Fiery Judicial Pay Debate Still Resonates

judicialpay

Jay Chilton
MiddleGround News

While debating against a judicial pay increase bill last week, Rep. Kevin Calvey referenced political self-immolation protests by claiming if it were not for his Christian faith, he would douse himself with gasoline and set himself on fire on the steps of the state Supreme Court.

The bill, presented by Earl Sears, R-Bartlesville, would increase pay for appellate judges, Supreme Court justices and some staff members. Sears said a mistake was made during the last year’s legislative session causing some in the judicial branch to not receive the pay increases intended for all judges and staff when a pay increase was implemented last year. Sears said his bill would, “correct that mistake.”

Vocal opponents were led by Calvey, R-Oklahoma City, and Mike Ritze, R-Broken Arrow, who both said a pay increase for some of the highest earning civil-servant employees in the state is indefensible in a year with a $611 million projected budget shortfall and no planned pay raise for teachers.

“I cannot defend this to my constituents,” Ritze said. “I just can’t defend a salary increase for another branch of government.”

Rep. Jon Echols, R-Oklahoma City, spoke in support of the bill insisting that to not pass the bill would continue a distressing mistake and asked the members to pass the bill to correct the issue.

“I want to point out, for this cost, we can get almost two Supreme Court justices for the cost of one Jenks (school district) superintendent,” he said. “What we have … is a current situation where our district court judges make more than our Court of Civil Appeals and Supreme Court. It’s embarrassing. We look foolish. There’s no reason we should have done it and it’s a mistake that needs to be corrected.”

Calvey spoke in opposition to the bill from a standpoint of checks-and-balances within the government. He explained that the judicial branch was able to restrain the power of the legislature through judicial review but the legislature had little ability to curtail the authority of the courts. He claimed the most immediate and effective avenue for the legislature to constrain what he implied to be an unjust and activist Supreme Court, was the “power-of-the-purse.”

“It was said before (during debate on the bill) that we don’t need to be meddling in another branch of government,” he said. “Folks, checks-and-balances means we all meddle in each other’s stuff.
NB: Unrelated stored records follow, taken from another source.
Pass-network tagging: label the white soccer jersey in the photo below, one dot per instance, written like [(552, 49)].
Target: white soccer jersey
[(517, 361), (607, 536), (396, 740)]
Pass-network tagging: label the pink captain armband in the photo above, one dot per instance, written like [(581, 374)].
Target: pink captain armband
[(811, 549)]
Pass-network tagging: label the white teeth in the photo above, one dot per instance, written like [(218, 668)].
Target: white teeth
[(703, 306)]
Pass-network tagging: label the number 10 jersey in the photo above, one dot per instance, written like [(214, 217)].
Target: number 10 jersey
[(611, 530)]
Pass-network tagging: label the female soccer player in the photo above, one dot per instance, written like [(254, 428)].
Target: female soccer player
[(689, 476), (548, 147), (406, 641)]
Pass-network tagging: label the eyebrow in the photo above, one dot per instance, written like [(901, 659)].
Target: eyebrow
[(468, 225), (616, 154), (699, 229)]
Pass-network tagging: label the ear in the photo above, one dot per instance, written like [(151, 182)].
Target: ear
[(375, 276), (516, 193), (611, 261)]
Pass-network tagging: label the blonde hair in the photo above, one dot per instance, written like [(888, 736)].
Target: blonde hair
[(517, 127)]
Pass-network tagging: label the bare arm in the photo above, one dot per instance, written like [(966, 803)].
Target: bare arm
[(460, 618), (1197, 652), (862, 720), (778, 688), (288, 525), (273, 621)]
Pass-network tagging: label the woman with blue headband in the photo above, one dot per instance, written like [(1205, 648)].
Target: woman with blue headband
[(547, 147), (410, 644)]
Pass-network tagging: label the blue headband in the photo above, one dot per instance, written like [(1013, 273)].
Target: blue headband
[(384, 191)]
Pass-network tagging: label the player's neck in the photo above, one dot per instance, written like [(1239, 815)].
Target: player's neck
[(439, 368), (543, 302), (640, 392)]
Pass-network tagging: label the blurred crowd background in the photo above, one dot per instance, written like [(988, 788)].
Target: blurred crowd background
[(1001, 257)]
The judiciary sure as heck meddles in what we do, a lot, and they do so unjustly.”

“What do we do, as a branch of government, if we are concerned about something that is going on at the Supreme Court?” Calvey asked the assembled house members. “What check-and-balance do we have? Somebody suggested the retention ballot. The retention ballot is a joke. … None of them (judges) have ever been non-retained in 50 years that we’ve had the retention ballot.

“What can be an effective check-and-balance is that we have the power of the purse.”

Calvey then turned to abortion. He made a case outlining what he described as a calculated effort by the Supreme Court to subvert the will of the vast majority of Oklahomans as it relates to pro-life legislation.

“There’s been two other cases that they (Supreme Court) struck. On election day, they let them go into effect for three days ― they didn’t want to say anything while their retention ballots were still at stake ― and on election day they struck those laws, two laws passed by this body, overwhelmingly, with bipartisan support,” he said, “just last year.”

Then Calvey became agitated, raised his voice and challenged the court using an oddly surreal reference to self-immolation as a form of protest to what he perceived as a systematic pro-abortion stance by the state’s highest court.

“If I were not a Christian and didn’t have a prohibition on suicide, I would walk across the street, douse myself in gasoline and set myself on fire! To protest the evil that is going on over there, killing, giving the death penalty, to the will of the people and the will of this body in protecting the least among us,” he said.